Certainly, in the real success of this year Proust, there were complacency. There is no doubt that part of Proust’s posthumous success was due less to his literary genius than to nostalgia for a world where social order and the art of living went hand in hand. We have seen the appearance of books on Proust’s objects, Proust’s favorite places, Proust’s cooking recipes summoning the rather French regret of an ancestral province and a bourgeoisie sure of its customs. The furniture smelling of polish, the regularity of the uses, the refinement of the manners make the heartaches of this confined world seem almost benign. The presence of Proust in our national imagination is perhaps not totally different from that of Downton Abbey in the British imagination.

Something other than these surface impressions gives Proust a singular place in our national Pantheon (which, despite the efforts of Charles Dantzig, the writer will not have entered). Let’s see: where was the world a hundred years ago when Proust died on November 18, 1922? The deadliest of world conflicts had been succeeded by the Spanish flu pandemic and its tens of thousands of deaths. Already, in Italy, fascism is marching on Rome, and the NSDAP was founded by Hitler two years earlier. While everything was unraveling, Proust was writing. However, to the grimace of the world, he did not oppose the pale rage of Annie Ernaux (Nobel Prize for Literature 2022), nor the rawness of a Virginie Despentes (more than 200,000 copies sold of Dear asshole), both so certain of ultimately appealing to a readership mainstream, but the voluntary marginality of his existence – and, which is the writer’s greatest bet, the invention of a language that was his only. He stood aside. He excepted himself. Knowing nothing of the dark paths down which humanity was heading, he held out to it from the depths of his solitude a mirror of unheard-of purity. Memory was for him that viaticum through which he was able to recapture the substance of our common experience.

That Proust was celebrated when, following a global pandemic, war returned to Europe, and with it shortages, social tensions and the anguish of a new step towards decline, offered a disturbing perspective on the history of our continent: one hundred years later, where is our Proust? Where is this French writer who would tear his work from the darkness of time to build a literary ambition far exceeding the contingency of the moment? Where is this writer who would know how to ward off the procession of miseries with which History is fertile in order to rediscover the invigorating source of human experience, and tell us again of its juice? Where is this writer who, without blinding himself to the horror of war, would also know how to hear the beauty of the world and restore its intimate pulse?
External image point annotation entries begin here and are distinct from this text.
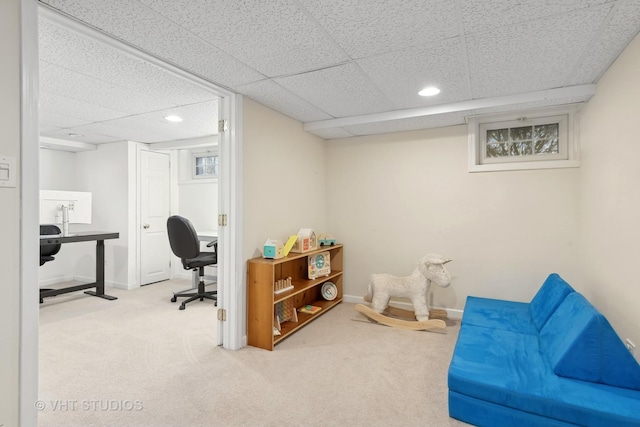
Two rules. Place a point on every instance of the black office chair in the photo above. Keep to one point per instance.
(47, 252)
(186, 246)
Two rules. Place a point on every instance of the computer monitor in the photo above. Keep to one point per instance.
(77, 202)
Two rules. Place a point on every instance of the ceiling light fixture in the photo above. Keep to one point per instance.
(173, 118)
(429, 91)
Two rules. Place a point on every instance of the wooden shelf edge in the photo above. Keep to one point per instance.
(288, 328)
(308, 284)
(292, 255)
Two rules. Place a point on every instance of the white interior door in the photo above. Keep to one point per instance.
(154, 196)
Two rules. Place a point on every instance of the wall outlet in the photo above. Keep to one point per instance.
(630, 346)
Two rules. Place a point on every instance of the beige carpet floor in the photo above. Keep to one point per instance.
(139, 361)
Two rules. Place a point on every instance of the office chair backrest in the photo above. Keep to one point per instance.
(183, 237)
(48, 251)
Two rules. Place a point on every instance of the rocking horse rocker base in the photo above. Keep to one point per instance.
(383, 287)
(412, 325)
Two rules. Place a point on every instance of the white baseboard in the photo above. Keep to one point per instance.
(452, 313)
(82, 279)
(54, 280)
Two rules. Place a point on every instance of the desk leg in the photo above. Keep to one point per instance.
(99, 292)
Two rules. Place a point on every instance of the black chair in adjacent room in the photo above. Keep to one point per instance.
(186, 246)
(47, 252)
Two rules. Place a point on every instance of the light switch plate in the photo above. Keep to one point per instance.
(7, 171)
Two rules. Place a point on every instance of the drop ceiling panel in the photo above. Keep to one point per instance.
(200, 118)
(480, 15)
(532, 55)
(275, 38)
(274, 96)
(91, 135)
(90, 90)
(620, 29)
(86, 112)
(401, 74)
(332, 133)
(404, 125)
(141, 26)
(316, 60)
(364, 28)
(339, 91)
(58, 121)
(70, 50)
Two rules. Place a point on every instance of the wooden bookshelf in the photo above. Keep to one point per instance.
(261, 298)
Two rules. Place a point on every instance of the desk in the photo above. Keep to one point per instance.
(87, 236)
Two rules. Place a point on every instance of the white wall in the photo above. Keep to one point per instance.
(394, 198)
(107, 173)
(610, 198)
(284, 177)
(58, 172)
(197, 198)
(10, 260)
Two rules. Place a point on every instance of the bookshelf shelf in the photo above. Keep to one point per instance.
(262, 300)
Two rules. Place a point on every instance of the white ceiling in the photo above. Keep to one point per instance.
(342, 67)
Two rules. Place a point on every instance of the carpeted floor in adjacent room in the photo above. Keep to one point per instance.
(139, 361)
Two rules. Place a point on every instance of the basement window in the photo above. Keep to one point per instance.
(540, 139)
(205, 165)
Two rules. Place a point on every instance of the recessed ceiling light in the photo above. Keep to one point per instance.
(429, 91)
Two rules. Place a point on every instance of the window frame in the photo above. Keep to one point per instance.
(565, 116)
(194, 162)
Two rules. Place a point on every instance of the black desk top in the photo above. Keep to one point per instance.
(81, 236)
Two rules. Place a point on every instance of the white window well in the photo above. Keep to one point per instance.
(539, 139)
(205, 165)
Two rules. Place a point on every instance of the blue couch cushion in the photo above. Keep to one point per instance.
(549, 297)
(509, 369)
(498, 314)
(580, 343)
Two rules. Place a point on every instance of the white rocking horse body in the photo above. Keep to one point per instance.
(382, 287)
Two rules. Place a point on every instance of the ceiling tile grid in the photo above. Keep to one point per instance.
(316, 60)
(332, 133)
(533, 55)
(77, 53)
(136, 24)
(480, 15)
(274, 96)
(88, 113)
(620, 30)
(409, 124)
(402, 74)
(275, 38)
(340, 91)
(66, 83)
(366, 28)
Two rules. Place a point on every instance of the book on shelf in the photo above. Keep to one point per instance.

Rereading Proust in 2022 was certainly, in the cold light of events, questioning the powers of literature, but also the faith in humanity that a work like The research. Worldwide, The research is read in various translations because it is not the testimony of a certain French spirit, but because it is a beacon in the night for who still knows that humanity is not a horde delivered to its passions , but the delicate and infinitely fragile assembly of the sweetness of memory and sorrow, of secret loves and the intermittences of the heart, of the pains of each day and the hopes which dissipate them. Proust did not practice silly optimism; he was however persuaded that humanity could still be saved from itself, and first of all by literature. Let’s propose that 2023 is also a Proust year.